The Parade is a 2019 novel by American writer Dave Eggers. Set in an unnamed nation emerging from civil war, the book follows two foreign contractors, known only as Four and Nine, tasked with paving a road in time for a celebratory parade that is meant to symbolise national unity.

Critics described the short, parable‑like story as "an unassuming but deceptively complex morality play" and "a heartbreaking work of staggering cynicism." Eggers has said the idea arose after witnessing foreign road crews in South Sudan in 2006.

== Plot ==
The story follows two foreign company men known only by their company-assigned numbers: Four, a disciplined and protocol-driven operator of a high-tech paving machine, and Nine, his unpredictable and hedonistic assistant.
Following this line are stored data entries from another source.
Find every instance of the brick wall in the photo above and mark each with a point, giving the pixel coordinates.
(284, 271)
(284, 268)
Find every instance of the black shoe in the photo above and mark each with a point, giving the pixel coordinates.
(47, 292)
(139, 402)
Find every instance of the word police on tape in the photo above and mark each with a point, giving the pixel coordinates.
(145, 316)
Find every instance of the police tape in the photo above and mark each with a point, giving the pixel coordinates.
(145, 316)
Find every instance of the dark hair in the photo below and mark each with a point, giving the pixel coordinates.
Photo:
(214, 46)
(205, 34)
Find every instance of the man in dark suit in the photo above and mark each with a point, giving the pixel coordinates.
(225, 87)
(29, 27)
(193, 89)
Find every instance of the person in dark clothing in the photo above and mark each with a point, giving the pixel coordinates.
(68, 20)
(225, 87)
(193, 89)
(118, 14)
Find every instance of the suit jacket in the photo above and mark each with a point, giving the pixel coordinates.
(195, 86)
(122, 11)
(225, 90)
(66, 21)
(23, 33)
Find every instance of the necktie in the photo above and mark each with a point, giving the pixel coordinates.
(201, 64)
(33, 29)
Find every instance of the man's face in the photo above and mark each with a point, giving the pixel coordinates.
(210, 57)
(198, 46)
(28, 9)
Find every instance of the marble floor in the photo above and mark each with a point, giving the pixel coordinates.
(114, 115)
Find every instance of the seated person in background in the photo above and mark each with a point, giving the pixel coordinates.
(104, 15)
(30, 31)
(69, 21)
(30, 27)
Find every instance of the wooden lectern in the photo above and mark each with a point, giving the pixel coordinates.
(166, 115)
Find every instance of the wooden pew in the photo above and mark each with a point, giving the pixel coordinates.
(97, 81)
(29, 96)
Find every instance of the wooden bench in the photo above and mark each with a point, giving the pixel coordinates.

They are working in an unnamed country that recently experiecned a civil war between the rural South and the developed North. Their mission is to complete a road that will unite the North and South and bring prosperity to the country, but their different approaches complicate the task.

As they progress northward, the contrast between the two men becomes increasingly stark. Four prides himself in following company policy, avoiding all contact with locals and focusing solely on the road. Nine, by contrast, is continuously and recklessly distracted by the different pleasures offered by the locals and their culture. Their differing approaches to the mission and to the people they encounter create escalating tensions and a series of moral and logistical crises that challenges their initial mind frames.

Nine's long absences become more frequent until one day he disappears altogether. Four is told by a local that Nine is severely ill and near death. Four helps Nine, with the assistance of friendly locals, breaking protocol in the process. The villagers nurse Nine back to health, while in the meantime Four begins interacting with the locals more than ever before, seeing glimpses of the culture and people he's been told to ignore.

After completing the road, the duo is welcomed at the capital and given accommodations at an upscale hotel. Nine opts to stay for the parade that was planned to celebrate the connection of the Northern and Southern parts of the country. Four decides to go home immediately to his family.

As he leaves the capital on a private jet, Four sees a parade of villagers from the South heading up the new road. They are met by an army of soldiers and tanks from the North, who begin opening fire on the helpless civilians.

== Critical reception ==
Reviews of The Parade were divided over its stylistic restraint and moral clarity. In The Guardian, Benjamin Evans praised Eggers's style by describing the novel as "a smartly engineered machine" but criticized its allegorical dimension for failing to offer "answers for a world on the brink." Carl Wilkinson of the Financial Times criticized Eggers's more austere tone in comparison with his previous work, calling the novel "a conventional blend of liberal guilt and pessimism". Stuart Kelly of The Scotsman praised the novel's activism and its ability to provoke ethical reflection in obscuring the almost parodic behind parable by employing "chilling little moments" and "sentimentality." In the Times Literary Supplement, Sophie Dess emphasized the ambiguity and "eerie tension" in the novel's "memorable little scenes", arguing that it transcends simple allegory to become a "complex and satisfying novel."

Academic responses have focused on the novel's engagement with the ethics of attention in the digital age. The scholar Miriam Fernández-Santiago situates The Parade within broader debates about the economy of attention, arguing that it challenges readers to oscillate between aesthetic appreciation and ethical reflection.